I was originally skeptical of the actual existence of the word. After all, “cravings” have been wielded as one the most unforgiving weapons against men since the beginning of time. I was sure that the word had been created by women as a cruel joke to husbands and boyfriends the world over. But alas, I looked-up crave in the dictionary and one definition was:

2) To need urgently, require.

Ouch, this was a direct blow to my theory. There was indeed a level of desire beyond wants or even a basic level of needs. It was true, cravings were somewhat of an emergency need. But, wait, there are two more definitions. I scanned the first next:

1) To have an intense desire for.

Ahh, so this definition downgrades cravings to a level of desire beneath needs and above wants. But I am still unsatisfied. I mean when was the last time that you were sitting around a bunch of guys and heard the words “I am craving french fries right now”? Guys don’t crave ice cream, chocolate, candy, or fattening foods – they just want them, and eat them. Simple as that. And after all, isn’t an intense desire just that, an intense desire? There’s no need to make up another word for it. But to women, cravings are omnipotent and undeniable. You never know where one will strike.

The third definition:

3) To beg earnestly for; implore

Exactly! Cravings are not desires, they are excuses to eat junk food and make it all seem OK. They are mandates that send many guys off of the 3am-Jack-in-the-Box-run plank. Next time I hear the word used… I’m not buying it. I’ll let her make the trip to Safeway for pickles and peanut butter.

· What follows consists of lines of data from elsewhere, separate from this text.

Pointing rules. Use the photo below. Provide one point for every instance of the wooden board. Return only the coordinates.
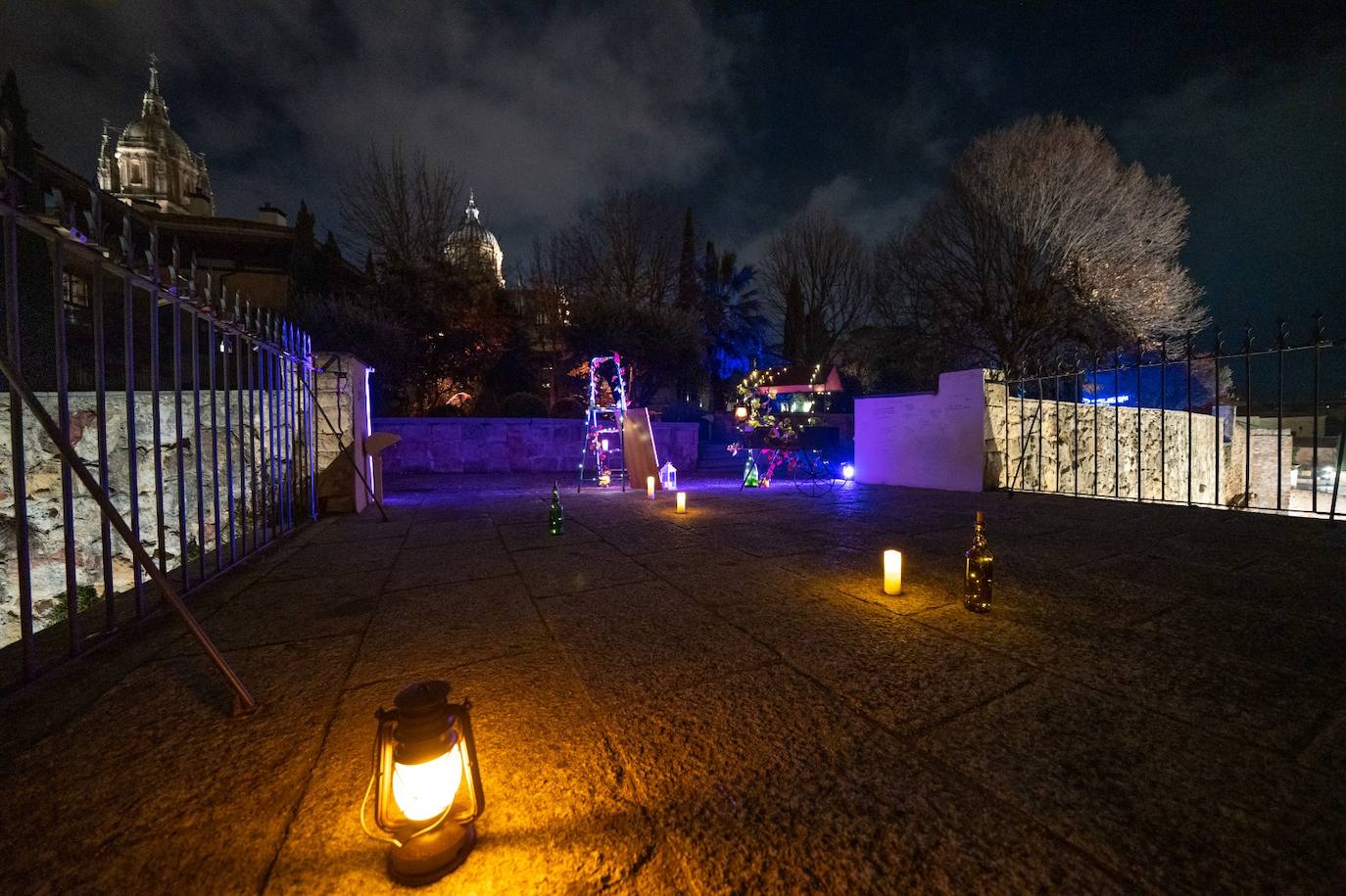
(638, 448)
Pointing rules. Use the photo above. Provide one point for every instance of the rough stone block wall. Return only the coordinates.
(42, 468)
(499, 445)
(1105, 450)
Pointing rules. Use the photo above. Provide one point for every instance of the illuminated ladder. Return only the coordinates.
(604, 423)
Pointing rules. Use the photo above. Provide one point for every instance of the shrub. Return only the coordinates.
(522, 403)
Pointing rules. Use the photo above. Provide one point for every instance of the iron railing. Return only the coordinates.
(1174, 421)
(201, 414)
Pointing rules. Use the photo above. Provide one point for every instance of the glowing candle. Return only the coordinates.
(892, 572)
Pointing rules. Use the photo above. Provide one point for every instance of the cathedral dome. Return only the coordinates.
(151, 163)
(474, 249)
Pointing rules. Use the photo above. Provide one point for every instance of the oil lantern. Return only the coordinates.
(425, 787)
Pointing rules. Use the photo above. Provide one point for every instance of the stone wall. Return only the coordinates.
(43, 490)
(503, 445)
(1129, 452)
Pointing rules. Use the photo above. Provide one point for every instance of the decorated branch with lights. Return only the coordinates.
(774, 432)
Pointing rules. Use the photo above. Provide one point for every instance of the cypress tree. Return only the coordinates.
(687, 285)
(794, 323)
(303, 261)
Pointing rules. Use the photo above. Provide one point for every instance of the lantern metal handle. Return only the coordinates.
(461, 712)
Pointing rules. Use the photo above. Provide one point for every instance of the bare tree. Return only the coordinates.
(400, 208)
(625, 249)
(1040, 242)
(817, 276)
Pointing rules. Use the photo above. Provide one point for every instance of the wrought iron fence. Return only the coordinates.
(184, 414)
(1177, 421)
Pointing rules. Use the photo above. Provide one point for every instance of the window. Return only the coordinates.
(77, 296)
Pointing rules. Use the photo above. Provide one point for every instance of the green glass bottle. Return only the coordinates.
(556, 518)
(976, 579)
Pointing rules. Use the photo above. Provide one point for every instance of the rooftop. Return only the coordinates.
(726, 701)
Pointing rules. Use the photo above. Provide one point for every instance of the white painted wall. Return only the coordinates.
(928, 440)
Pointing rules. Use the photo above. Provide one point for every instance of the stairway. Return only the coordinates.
(713, 459)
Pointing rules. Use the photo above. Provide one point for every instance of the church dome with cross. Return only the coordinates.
(472, 249)
(147, 162)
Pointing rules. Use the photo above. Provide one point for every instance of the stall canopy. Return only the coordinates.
(784, 381)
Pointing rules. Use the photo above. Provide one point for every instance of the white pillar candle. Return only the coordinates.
(892, 572)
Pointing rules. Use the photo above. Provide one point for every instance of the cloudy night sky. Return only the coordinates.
(748, 114)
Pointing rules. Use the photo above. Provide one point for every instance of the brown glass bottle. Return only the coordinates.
(976, 578)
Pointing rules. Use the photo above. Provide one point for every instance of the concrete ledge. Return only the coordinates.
(510, 445)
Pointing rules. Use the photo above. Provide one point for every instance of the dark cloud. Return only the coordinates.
(751, 115)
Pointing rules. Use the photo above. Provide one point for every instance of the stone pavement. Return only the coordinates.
(726, 701)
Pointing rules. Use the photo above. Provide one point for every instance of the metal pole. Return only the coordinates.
(128, 333)
(1281, 333)
(100, 386)
(1220, 424)
(1163, 418)
(245, 701)
(1248, 416)
(17, 447)
(1187, 350)
(1140, 405)
(68, 489)
(1318, 349)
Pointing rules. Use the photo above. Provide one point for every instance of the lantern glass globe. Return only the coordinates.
(423, 791)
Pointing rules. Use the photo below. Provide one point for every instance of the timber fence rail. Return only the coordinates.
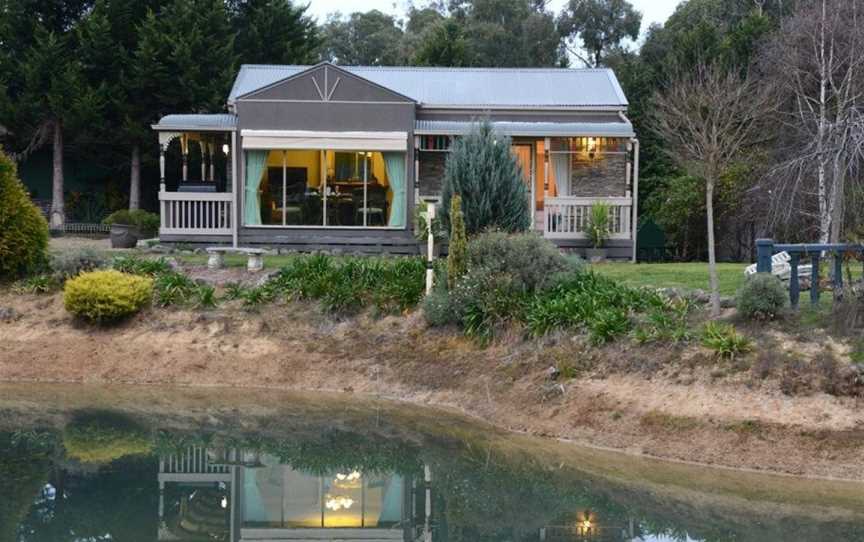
(836, 252)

Posted by alex at 02:34 AM
August 21, 2002


When I was in school, people used to chuckle at those in pursuit of a Mass Communications major. It was deemed as an easier road than the Sciences. The subject matter was supposed to be inferior to even Political Science or English. I myself am not quite sure what exactly was covered in those popularly attended classes, but I am a bit confused by one thing…

Why has communicating with one another become such a science that we need workshops, seminars, and college level courses to be successful at it?

Now I am not knocking the Mass Comm majors, I am after something much bigger here. Let’s start with the dreaded job search. Many students spend hours on end proofing their resumes at the career center, and all to decide if they should use the word “created” or “constructed” (ed. Note: I always preferred “made appear”). To make matters worse, entire business classes were dedicated to the interviewing process. I had friends that agonized over what to wear, things to avoid saying, and possible answers to give when asked “if a tree falls in the woods…”

Or how about once you get the job? At work you are expected to wear a suit and prepare colorful Powerpoint presentations in order to relay information between one another in an accepted manner.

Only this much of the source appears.